In Khorassani v Pflanz, the court ruled this month that the investment service consisting in the reception and transmission of orders in relation to one or more financial instruments does not include brokering with a view to concluding a contract covering portfolio management services. The court drew its authority from Article 4(1)(2), read in conjunction with point 1 of Section A of Annex I of the directive.

In November 2007 a Ms Pflanz, who is not authorised to provide financial services under Article 32(1) of the German Kreditwesengesetz (Law on the financial sector) or KWG, recommended to a Mr Khorassani an investment called the ‘Grand-Slam’ and advised him to sign a service agreement with GSS AG, and a portfolio management agreement with D. AG as well, both of these companies being established in Liechtenstein. The latter contract provided for the purchase and sale as well as the management of financial instruments constituting a finance portfolio management activity.

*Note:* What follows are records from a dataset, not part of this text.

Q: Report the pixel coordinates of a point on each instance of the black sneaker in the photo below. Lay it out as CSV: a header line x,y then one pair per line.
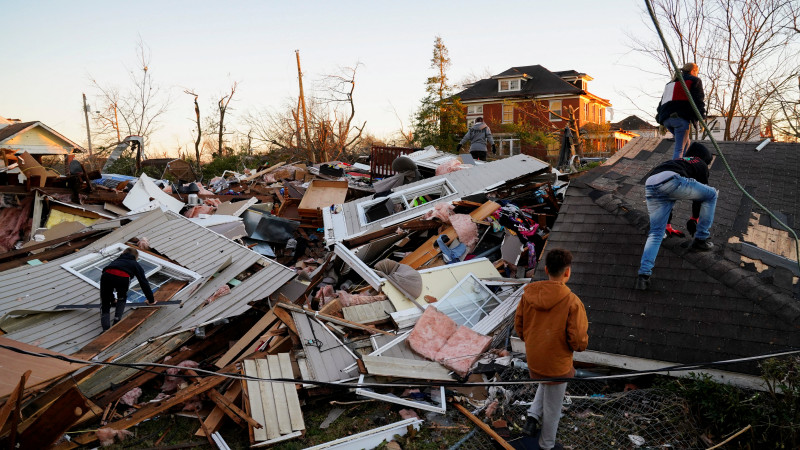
x,y
702,245
531,427
642,282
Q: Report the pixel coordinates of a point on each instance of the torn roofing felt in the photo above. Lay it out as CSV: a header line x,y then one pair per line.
x,y
178,239
739,300
362,216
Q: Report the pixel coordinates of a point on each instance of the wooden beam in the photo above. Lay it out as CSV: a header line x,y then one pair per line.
x,y
255,331
427,251
57,419
214,420
486,428
336,320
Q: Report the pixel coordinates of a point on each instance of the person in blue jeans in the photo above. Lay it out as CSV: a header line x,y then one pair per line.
x,y
674,110
678,179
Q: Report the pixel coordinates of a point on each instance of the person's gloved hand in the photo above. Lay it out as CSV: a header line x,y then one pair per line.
x,y
691,225
673,232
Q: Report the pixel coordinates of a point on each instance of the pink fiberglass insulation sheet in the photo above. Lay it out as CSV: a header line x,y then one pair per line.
x,y
431,332
462,349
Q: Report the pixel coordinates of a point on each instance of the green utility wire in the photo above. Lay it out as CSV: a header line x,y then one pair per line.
x,y
714,141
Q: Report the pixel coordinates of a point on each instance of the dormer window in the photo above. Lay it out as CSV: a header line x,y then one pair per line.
x,y
510,85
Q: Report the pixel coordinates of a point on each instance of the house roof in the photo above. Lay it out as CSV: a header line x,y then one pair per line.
x,y
216,258
633,123
736,301
8,132
538,81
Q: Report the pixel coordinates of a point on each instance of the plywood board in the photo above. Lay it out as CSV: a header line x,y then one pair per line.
x,y
436,282
369,313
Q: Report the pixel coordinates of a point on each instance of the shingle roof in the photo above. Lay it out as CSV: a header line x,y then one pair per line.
x,y
539,81
701,306
10,130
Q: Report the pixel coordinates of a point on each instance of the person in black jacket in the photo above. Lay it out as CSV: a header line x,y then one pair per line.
x,y
116,278
674,110
678,179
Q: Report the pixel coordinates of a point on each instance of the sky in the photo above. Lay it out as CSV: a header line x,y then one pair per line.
x,y
53,49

Mr Khorassani committed himself to a one-off payment of €20,000 and to monthly instalment payments of €1,000, each with a 5% premium. In December 2007 the applicant paid €27,000 in total, from which the amount of €19,731.60 was deducted as an administration charge to be paid in advance and the amount of €1,285.71 was deducted as a premium. Mr Khorassani subsequently cancelled the agreements and sought repayment of the amounts paid and damages.

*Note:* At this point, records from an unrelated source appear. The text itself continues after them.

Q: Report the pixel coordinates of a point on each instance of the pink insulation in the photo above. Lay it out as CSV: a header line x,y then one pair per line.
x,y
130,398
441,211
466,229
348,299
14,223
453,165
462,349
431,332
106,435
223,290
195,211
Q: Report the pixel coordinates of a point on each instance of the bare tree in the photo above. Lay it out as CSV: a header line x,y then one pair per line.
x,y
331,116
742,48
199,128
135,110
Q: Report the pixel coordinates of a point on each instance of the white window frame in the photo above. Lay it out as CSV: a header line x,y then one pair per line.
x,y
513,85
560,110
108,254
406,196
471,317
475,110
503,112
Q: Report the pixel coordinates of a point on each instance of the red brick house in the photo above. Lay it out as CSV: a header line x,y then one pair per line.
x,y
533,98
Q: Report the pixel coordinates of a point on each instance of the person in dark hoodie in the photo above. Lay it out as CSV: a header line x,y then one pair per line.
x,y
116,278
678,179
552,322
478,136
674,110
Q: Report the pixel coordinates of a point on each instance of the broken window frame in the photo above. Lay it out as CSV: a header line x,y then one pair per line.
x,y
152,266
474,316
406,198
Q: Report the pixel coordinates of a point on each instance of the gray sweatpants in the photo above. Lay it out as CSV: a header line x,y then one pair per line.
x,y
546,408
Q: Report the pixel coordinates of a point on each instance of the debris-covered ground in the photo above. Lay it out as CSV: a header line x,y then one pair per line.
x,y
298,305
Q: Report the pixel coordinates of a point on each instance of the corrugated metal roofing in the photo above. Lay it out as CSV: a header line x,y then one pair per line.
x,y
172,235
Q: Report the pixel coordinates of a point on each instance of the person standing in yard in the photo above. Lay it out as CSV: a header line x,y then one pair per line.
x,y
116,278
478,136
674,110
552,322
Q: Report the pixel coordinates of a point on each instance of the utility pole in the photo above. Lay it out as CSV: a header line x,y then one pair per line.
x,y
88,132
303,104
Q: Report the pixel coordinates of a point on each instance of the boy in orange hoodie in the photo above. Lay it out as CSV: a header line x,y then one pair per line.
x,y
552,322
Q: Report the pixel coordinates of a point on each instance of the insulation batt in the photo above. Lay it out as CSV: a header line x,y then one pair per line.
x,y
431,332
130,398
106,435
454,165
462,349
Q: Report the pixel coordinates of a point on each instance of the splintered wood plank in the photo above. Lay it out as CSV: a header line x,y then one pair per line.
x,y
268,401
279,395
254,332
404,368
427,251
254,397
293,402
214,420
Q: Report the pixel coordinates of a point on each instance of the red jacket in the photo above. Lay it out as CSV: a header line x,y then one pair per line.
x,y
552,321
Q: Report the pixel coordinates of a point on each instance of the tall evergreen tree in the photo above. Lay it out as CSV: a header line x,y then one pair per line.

The Landgericht Berlin (a regional court in Germany) ruled the action brought against the two undertakings established in Liechtenstein inadmissible on the grounds that it lacked international jurisdiction, and held that the action taken against Ms Pflanz was unfounded.

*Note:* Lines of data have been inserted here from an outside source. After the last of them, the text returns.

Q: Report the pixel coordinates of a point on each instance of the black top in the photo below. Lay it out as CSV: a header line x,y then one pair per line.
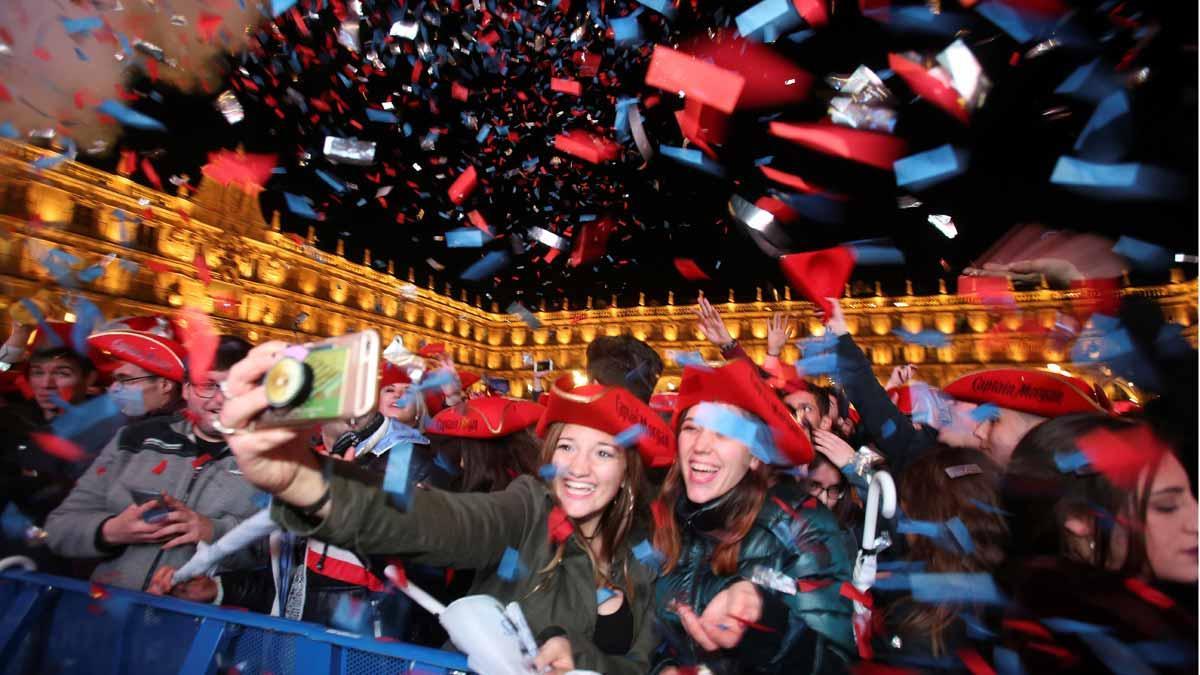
x,y
615,632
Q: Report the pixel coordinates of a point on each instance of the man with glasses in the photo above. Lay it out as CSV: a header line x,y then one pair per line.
x,y
149,376
162,485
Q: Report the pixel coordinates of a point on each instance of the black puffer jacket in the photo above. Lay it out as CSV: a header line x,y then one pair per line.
x,y
810,631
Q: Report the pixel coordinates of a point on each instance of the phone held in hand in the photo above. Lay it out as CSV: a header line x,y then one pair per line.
x,y
155,514
323,381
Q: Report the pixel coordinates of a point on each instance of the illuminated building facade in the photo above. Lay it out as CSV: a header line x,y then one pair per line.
x,y
263,284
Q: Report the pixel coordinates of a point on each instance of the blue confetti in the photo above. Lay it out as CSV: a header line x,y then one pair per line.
x,y
485,267
931,167
383,117
985,412
1115,655
510,568
85,24
768,21
15,524
300,205
466,238
629,436
351,614
396,481
525,314
1072,461
129,117
928,338
888,428
648,555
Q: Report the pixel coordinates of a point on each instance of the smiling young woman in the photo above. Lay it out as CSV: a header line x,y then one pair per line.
x,y
586,597
725,521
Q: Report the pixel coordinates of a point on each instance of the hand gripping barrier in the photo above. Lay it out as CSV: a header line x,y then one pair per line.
x,y
65,626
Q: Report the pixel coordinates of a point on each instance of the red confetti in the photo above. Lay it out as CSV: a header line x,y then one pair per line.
x,y
201,341
1149,593
463,185
690,270
849,591
586,145
559,525
1121,455
809,585
247,171
567,85
57,447
928,87
709,84
202,268
880,150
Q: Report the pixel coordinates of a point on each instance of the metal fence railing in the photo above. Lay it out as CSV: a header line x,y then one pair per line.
x,y
65,626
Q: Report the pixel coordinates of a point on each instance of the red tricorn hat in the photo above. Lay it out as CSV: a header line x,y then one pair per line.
x,y
901,396
487,417
611,410
145,341
1035,392
820,274
436,400
738,383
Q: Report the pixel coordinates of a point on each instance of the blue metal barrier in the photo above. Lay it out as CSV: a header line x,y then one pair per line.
x,y
54,625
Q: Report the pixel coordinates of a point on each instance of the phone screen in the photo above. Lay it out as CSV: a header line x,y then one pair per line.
x,y
329,386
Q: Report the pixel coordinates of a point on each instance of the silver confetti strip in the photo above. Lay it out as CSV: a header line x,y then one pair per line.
x,y
349,150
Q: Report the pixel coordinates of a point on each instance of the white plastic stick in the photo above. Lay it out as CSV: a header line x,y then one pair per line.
x,y
415,592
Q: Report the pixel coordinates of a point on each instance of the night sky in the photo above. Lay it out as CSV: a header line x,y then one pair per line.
x,y
667,210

After he obtained repayment of €6,803.03, Mr Khorassani’s appeal seeking repayment of the remainder of the amounts he had claimed was dismissed by the Kammergericht Berlin (a higher regional court), which considered that Ms Pflanz had not provided financial services within the meaning of points 1 and 1a of the second sentence of Paragraph 1(1a) of the KWG, for which an authorisation must be held pursuant to Paragraph 32(1), as both the investment advice and the investment brokering provided by her did not relate to a transaction involving the purchase and sale of financial instruments but rather an asset management agreement which, whilst serving subsequently as a basis for the purchase and the sale of specific financial instruments, was not itself a financial instrument. That court accordingly found that Mr Khorassani was not entitled to damages under the combined provisions of Article 823(2) of the BGB and Article 32(1) of the KWG. The German Federal Court of Justice upheld this, saying that Ms Pflanz had not infringed Article 32(1) of the KWG.

On the other hand, the question whether, in causing Mr Khorassani to sign an asset management agreement, Ms Pflanz had provided him with investment brokering services within the meaning of point 1 of the second sentence of Paragraph 1(1a) of the KWG led to the European Court having to interpret Article 4(1)(2) of and point 1 of Section A of Annex I to MiFID (also known as Directive 2004/39). Because of its judgment, the reception or transmission of an order that relates to portfolio management activity is not to be classified as an investment service for the purposes of that directive.